В самых потаенных глубинах лесов спрятали они свою независимость. Они распахали поляны, возвели семейные хижины, зажгли в них очаги. Это обитаемый островок, маленький, затерявшийся в зеленом, зеленом, зеленом однообразии необъятных экваториальных лесов…
Простую и безыскусную жизнь ведут карибские индейцы в своем таинственном убежище. Они сохранили первобытные нравы и много — много верности. Всеми их чувствами правит ощущение высшей справедливости. Они не боятся смерти, ибо совершенно свободны от какой бы то ни было идеи божественности… Вот о чем мечтает и всегда будет мечтать Гальмо.
У дикарей есть и музыка. Они исполняют ее, чтобы сообразно своим необычным законам и способом, превосходящим всякое воображение, выразить тайны их первобытного существования. У них свое представление о гигиене. У них мистическое чувство ориентации в пространстве. Кто из путешественников не слышал, что индеец способен передавать мысль на расстоянии и что он может общаться с дорогими ему существами из любого места джунглей….
Гальмо в беседах случалось рассказывать о птичьих танцах, которые он видел сам…
Эти признания поэта (а разве люди дела не поэты по преимуществу?) приоткрывают нам, по какой наклонной плоскости неуловимо скользило его воображение, пытаясь установить незримую связь между всем, что было дорого его сердцу, между старинным городком, затерявшимся в лесах Дордони, пахнувших трюфелями и каштанами, и индейской деревушкой, укрывшейся в девственном лесу, в сырой тени, источающей запахи мускуса и дождя.

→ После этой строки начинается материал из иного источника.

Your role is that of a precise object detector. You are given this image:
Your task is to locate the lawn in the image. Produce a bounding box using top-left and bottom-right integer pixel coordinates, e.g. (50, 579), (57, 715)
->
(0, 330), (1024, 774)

В конце 1906 года Жан Гальмо подал прошение об увольнении из «Пти Нисуа». М. Е. Кристини, его шеф-редактор и друг, рассказывает, что как-то он встретил в редакции Гальмо в обществе Жана Лоррена.
— Гальмо хочет уехать, — сказал ему знаменитый писатель. — Его, как всех гасконцев, терзает чисто латинская черта — охота к перемене мест. Даруйте ему свободу. Он тут задыхается.
Не забавно ли — Жан Лоррен, написавший «Преступление богачей», отправляет Гальмо искать счастья в Гвиану и в некотором роде указует ему дальнейший путь?
Приключение!
Обыкновенно молодого человека такого рода представляют устремившимся за своей счастливой звездой. Миллионы, рабы, роскошный быт сатрапа. Или уж наоборот — только и остается ему, что покачиваться в гамаке с сигарой во рту, бутылкой рома в кармане и посохом в руке.
Кем же считать Жана Гальмо — запоздалым романтиком или сатрапом-надсмотрщиком?
Всю свою жизнь Жан Гальмо был защитником туземного населения. И не только на словах. Его депутатский мандат и самостоятельная коммерческая деятельность преследовали лишь одну цель: освобождение жителей Гвианы.
С самого начала Жан Гальмо сталкивается с диктатурой больших посреднических компаний, которые в этих колониях ведут себя как царьки, разделяя и властвуя. И властвуют со всей беспощадностью…
Как-то мадам Б. рассказала мне, что встретила в парижском салоне депутата от Гвианы, который с обезоруживающей гордостью представился ей так: «Жан Гальмо, авантюрист». И она почувствовала, что для него в этом слове заключен совсем иной смысл, нежели тот, какой привыкли вкладывать все.